The silence stretched on for ever as Sienna waited, her ears straining to hear his response over the pounding of her heart.
‘Did you know she was pregnant?’
She looked to the ceiling, her fingers clenching and unclenching as Rafe deftly sidestepped the issue. From inside the room, she heard the sounds of Marietta’s delight, her squeal when she heard the news about the twins, while outside the room Sienna closed her eyes and breathed deep. She knew she couldn’t keep standing here eavesdropping forever. She would have to enter the room, meet Rafe’s sister, and pretend everything was all right. When nothing was right and everything was all wrong.
Desperately wrong, when a perfect day could turn upside down. Where a fragile peace was going to be the best they could ever hope for.
She couldn’t meet Marietta now, couldn’t pretend that everything was all right and that she was the blushing bride. Brides were supposed to look radiant, and right now she didn’t have a sailor’s chance against Iseo’s Pyramid of pulling that off. As quietly as she had come, she turned and headed for the stairs.
‘So, big brother,’ his sister said, ‘anyone would think you were avoiding the question. You do love her, then?’
His sister hadn’t changed a bit. He’d thought he’d thrown her off topic with the news of the twins, but she could always be like a dog with a bone when it suited her. He got up and walked to the windows, noticed the darkening sky and the brooding light, but it was on noticing the car parked next to his that he frowned. Where was she? He turned back to his sister. ‘You always were a hopeless romantic, Marietta.’

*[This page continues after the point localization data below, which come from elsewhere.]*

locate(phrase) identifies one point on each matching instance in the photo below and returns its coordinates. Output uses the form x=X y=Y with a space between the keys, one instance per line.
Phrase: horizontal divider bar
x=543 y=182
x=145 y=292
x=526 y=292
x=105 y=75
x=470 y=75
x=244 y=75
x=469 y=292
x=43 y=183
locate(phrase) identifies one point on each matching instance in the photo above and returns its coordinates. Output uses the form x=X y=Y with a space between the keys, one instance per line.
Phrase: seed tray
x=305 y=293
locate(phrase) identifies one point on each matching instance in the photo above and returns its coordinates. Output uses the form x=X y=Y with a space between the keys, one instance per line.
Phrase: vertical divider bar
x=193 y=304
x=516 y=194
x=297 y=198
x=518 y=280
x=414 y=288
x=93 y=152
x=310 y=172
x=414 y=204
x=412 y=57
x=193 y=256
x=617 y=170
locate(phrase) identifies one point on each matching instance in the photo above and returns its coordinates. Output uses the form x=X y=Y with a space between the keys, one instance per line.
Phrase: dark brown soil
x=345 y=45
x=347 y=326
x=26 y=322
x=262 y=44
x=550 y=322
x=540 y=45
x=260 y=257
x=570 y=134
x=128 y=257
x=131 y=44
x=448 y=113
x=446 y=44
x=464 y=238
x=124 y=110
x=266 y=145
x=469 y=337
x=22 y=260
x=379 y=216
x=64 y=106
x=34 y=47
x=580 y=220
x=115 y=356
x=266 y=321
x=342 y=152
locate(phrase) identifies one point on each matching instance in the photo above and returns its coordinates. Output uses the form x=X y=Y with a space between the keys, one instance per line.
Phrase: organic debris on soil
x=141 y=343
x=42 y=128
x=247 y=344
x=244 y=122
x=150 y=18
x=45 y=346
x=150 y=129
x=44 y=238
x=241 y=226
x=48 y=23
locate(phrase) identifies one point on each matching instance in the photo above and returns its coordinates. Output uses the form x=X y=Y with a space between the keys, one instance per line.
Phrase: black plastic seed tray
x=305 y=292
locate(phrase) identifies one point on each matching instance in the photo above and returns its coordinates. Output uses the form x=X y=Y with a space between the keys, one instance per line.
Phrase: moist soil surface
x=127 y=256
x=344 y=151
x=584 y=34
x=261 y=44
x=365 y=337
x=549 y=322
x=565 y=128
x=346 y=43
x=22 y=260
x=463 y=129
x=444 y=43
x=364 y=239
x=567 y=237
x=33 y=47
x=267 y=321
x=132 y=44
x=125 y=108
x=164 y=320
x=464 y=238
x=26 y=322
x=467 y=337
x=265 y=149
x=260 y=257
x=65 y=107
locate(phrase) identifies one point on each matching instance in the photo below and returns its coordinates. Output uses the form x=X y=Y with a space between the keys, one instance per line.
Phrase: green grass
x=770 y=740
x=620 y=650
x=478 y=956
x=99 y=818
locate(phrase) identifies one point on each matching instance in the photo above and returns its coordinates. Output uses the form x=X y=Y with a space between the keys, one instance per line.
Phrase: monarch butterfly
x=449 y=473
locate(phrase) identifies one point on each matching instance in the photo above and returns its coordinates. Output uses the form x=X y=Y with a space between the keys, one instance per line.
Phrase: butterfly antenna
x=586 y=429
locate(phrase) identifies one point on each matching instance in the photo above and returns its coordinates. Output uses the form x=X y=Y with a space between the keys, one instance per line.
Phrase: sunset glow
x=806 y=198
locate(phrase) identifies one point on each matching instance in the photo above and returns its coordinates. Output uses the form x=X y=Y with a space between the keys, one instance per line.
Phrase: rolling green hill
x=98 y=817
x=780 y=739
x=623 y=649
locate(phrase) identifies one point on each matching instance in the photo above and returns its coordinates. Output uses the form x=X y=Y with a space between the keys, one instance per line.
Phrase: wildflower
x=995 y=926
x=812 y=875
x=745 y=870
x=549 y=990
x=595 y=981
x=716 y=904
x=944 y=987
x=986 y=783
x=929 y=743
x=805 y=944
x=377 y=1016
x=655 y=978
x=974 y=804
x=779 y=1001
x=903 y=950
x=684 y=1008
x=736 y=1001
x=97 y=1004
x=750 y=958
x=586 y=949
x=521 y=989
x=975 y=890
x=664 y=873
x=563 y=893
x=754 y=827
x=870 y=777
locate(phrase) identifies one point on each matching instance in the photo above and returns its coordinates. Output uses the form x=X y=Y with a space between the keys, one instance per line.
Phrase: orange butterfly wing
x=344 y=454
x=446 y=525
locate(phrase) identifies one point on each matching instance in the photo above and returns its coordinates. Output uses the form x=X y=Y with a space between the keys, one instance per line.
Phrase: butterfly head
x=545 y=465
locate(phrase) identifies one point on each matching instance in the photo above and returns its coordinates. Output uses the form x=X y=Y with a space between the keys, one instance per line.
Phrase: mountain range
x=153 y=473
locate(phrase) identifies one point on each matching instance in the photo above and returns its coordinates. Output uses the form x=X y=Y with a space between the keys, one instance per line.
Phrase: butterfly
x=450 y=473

‘And you were always a hard-nosed cynic.’
‘With good reason!’
She got up and joined him at the window, her hand on his arm. ‘Raphael, what happened to Mama, it doesn’t have to be like that.’
‘It won’t be. I’ve made sure of it. Sienna will make the perfect wife.’ Once she could get her hormones under control.
‘Without love?’
‘We get on fine.’ Although, given today’s events, it could be better.
‘So,’ she continued, and he sighed, knowing the interrogation was far from over, wishing Sienna would arrive so that he might be spared, and his sister would turn her powers of inquisition in her direction. ‘You’re marrying this woman, who’s carrying your twin babies and who is expected to become part of some royal fishbowl, but you don’t love her?’
‘It’s easier that way,’ he said, turning his attention once more out the window, Iseo’s Pyramid growing more evil-looking in the darkening sky, the usual cloud of seabirds absent, as if they’d all already hunkered down for the storm.